The Convoy chief executive Dan Lewis said he hopes to take advantage of Uber’s distractions. “It isn’t clear what’s going to happen with Uber,” he said. “The leadership of the company in general is gone.”

Uber said its two-month-old freight service has been greeted by enthusiasm. “We’ve learned an incredible amount already and are continuing to recruit the top minds in the industry as we ramp up our investment in this technology,” a spokeswoman said.

Mr Lewis said Convoy is fulfilling thousands of shipments and generating millions in sales a week. He said sales volume is doubling every quarter but declined to provide figures. Consumer majors Unilever and Anheuser-Busch InBev have signed on as customers.

Convoy initially required pick-ups to originate in the US Pacific north-west and has since expanded to several other regions. It plans to use the new funds to go further, with operations in the north-east, mid-Atlantic and the south over the next year. Funds will also go toward software development. Mr Lewis declined to comment on Convoy’s valuation.
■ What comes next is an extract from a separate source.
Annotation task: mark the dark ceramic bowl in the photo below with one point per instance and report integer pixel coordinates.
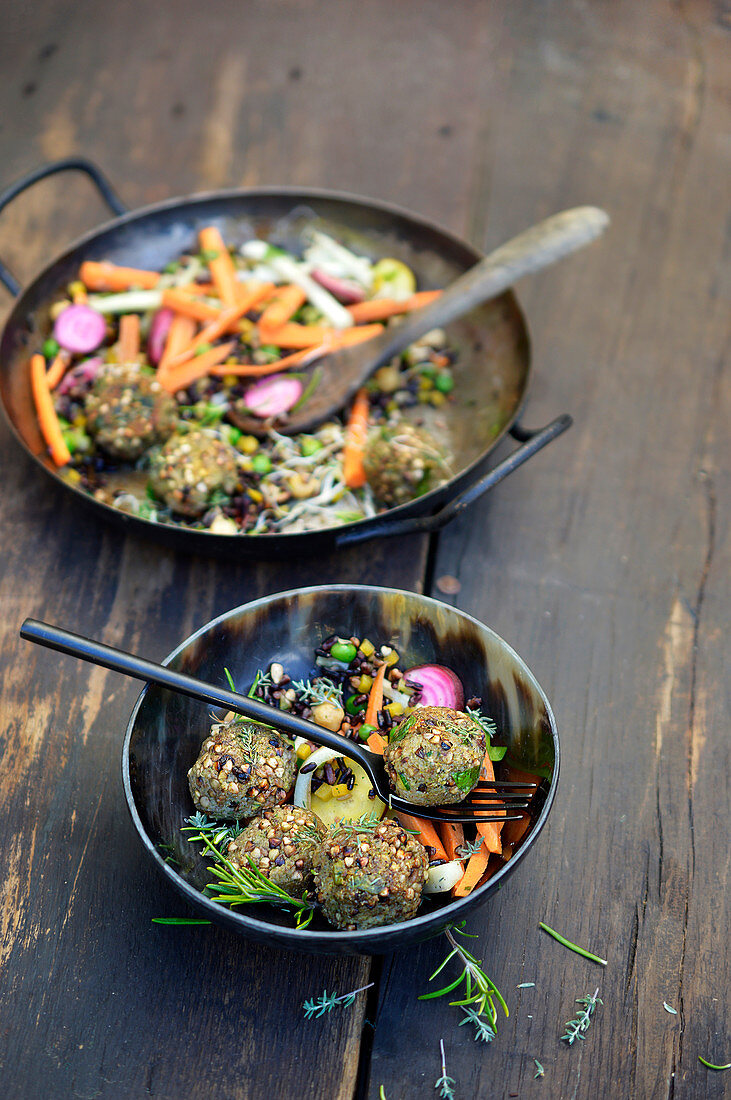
(165, 733)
The new funding was led by Y Combinator’s Continuity Fund. It is the first time the Silicon Valley firm has invested in a company that was not incubated in its start-up programme. “The market opportunity is huge, and trucking is a space that has not had any innovation in two decades,” said Anu Hariharan, a partner at the Y Combinator venture fund.

The US trucking market is worth about $800bn, and it is rife with inefficiency. Mr Lewis said trucks are driving without cargo more than 30 per cent of the time, often after returning from a drop-off. He positions his company as a way to cut costs and pollution, a proposition that has attracted not just marquee investors but also a number of competitors. Some have already become road kill.

The threat of automation is looming over the trucking industry, with predictions that self-driving 18-wheelers will replace the large workforce in the future. Mr Hariharan said software to match trucks with jobs and track progress will be necessary, “regardless of who is driving the truck – man or machine”.

Trucking, even the software-enabled variety, may seem like an antiquated industry for a tech leader like Mr Gates, but the world’s richest man often leans toward investments in more traditional industries like rail, trash and tractors. He is the biggest single investor in Canadian National Railway and Deere. A spokesman for Mr Gates’ investment firm said Convoy’s promises to reduce road congestion and help the environment were major draws.